À la limite de l'hémisphère connu, les deux navires maintenaient leur formation et avançaient vers cette prochaine couture de cartographie. Les dangers immédiats étaient contenus par la connaissance et la navigation ; les plus grands inconnus attendaient devant, où des îles surgissaient comme des questions surgies du bleu.
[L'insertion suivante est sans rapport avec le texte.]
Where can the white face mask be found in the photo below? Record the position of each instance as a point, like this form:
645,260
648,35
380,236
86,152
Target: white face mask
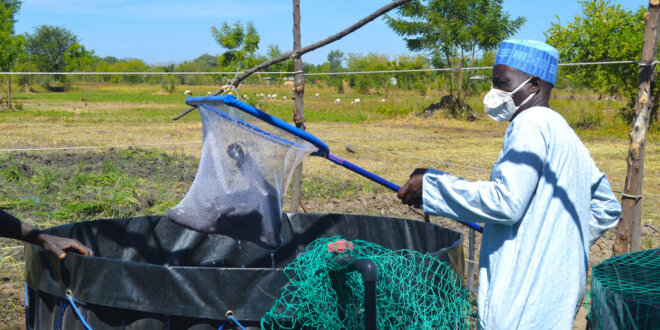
499,104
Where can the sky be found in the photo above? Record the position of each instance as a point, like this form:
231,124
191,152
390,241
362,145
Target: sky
172,31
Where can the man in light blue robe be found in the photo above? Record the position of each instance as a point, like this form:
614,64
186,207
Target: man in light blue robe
545,204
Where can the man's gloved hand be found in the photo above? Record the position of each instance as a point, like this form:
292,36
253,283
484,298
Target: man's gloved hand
58,245
411,192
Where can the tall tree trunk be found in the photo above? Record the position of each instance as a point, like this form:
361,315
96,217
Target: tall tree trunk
298,112
9,92
451,75
460,80
629,228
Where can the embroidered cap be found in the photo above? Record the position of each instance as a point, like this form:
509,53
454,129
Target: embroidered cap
530,56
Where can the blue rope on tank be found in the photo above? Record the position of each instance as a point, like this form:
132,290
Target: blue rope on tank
75,309
63,306
231,317
27,314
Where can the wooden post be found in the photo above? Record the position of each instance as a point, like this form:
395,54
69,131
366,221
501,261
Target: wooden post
297,95
629,229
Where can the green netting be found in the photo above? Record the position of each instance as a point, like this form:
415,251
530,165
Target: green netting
625,292
414,291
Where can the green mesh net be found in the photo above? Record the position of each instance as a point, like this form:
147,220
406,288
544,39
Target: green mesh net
625,292
414,291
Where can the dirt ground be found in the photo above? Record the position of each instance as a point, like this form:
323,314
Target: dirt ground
378,147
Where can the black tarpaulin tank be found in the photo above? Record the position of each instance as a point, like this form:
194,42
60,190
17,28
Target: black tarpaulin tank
150,273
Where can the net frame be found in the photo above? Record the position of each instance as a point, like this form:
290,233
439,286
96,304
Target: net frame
625,292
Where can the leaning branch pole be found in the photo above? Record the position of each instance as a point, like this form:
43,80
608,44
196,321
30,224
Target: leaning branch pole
294,54
629,229
298,112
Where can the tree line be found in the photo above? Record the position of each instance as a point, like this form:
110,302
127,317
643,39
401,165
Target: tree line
446,34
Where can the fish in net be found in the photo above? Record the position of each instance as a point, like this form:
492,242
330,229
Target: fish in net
414,291
244,170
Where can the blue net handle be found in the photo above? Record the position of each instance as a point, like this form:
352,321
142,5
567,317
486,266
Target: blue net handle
323,149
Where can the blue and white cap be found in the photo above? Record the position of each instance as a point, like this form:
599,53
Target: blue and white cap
530,56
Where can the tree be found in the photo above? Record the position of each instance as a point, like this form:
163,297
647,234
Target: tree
451,32
335,58
603,32
47,47
366,83
240,44
11,46
78,58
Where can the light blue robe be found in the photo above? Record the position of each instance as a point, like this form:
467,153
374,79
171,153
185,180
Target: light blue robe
546,203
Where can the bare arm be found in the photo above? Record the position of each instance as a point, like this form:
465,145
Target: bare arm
12,227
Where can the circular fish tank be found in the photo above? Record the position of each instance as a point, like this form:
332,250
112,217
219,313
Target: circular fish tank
151,273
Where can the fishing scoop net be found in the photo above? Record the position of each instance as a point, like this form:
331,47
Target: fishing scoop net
413,291
243,173
625,292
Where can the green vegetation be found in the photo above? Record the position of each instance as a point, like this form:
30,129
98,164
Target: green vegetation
53,189
453,32
603,32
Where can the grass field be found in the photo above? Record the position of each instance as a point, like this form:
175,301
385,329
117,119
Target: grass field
146,162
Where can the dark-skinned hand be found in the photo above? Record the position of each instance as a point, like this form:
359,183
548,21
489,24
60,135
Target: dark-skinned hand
411,192
58,245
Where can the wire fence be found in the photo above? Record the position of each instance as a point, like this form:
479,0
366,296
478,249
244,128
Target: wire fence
309,73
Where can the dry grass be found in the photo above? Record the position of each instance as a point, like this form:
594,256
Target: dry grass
388,141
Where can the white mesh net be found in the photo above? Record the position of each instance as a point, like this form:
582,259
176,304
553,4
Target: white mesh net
243,173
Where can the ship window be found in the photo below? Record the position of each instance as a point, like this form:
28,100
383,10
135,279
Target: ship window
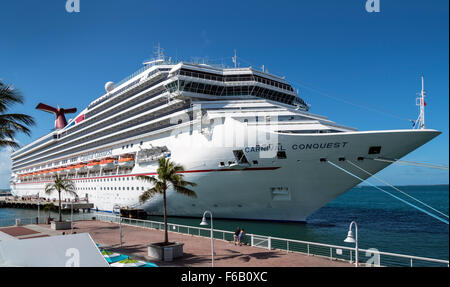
374,150
240,156
281,155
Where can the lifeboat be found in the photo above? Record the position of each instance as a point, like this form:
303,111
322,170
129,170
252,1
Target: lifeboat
70,168
93,165
126,161
107,163
80,167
Les frégates étaient désormais une seule entité de mission propulsée par le vent, la discipline et l'appétit humain obstiné pour la découverte. L'horizon s'élargissait, et le Pacifique — vaste et inconnu dans ses détails — attendait le premier coup de leurs instruments et les premières notes dans les registres de leurs naturalistes. Chaque nuit, la veille scrutait l'obscurité à la recherche du premier indice de terre, chaque aube apportait une nouvelle évaluation des provisions, et chaque homme ressentait le poids de la responsabilité : maintenir les navires à flot, préserver la vie, et transformer les espaces vides sur la carte en connaissance.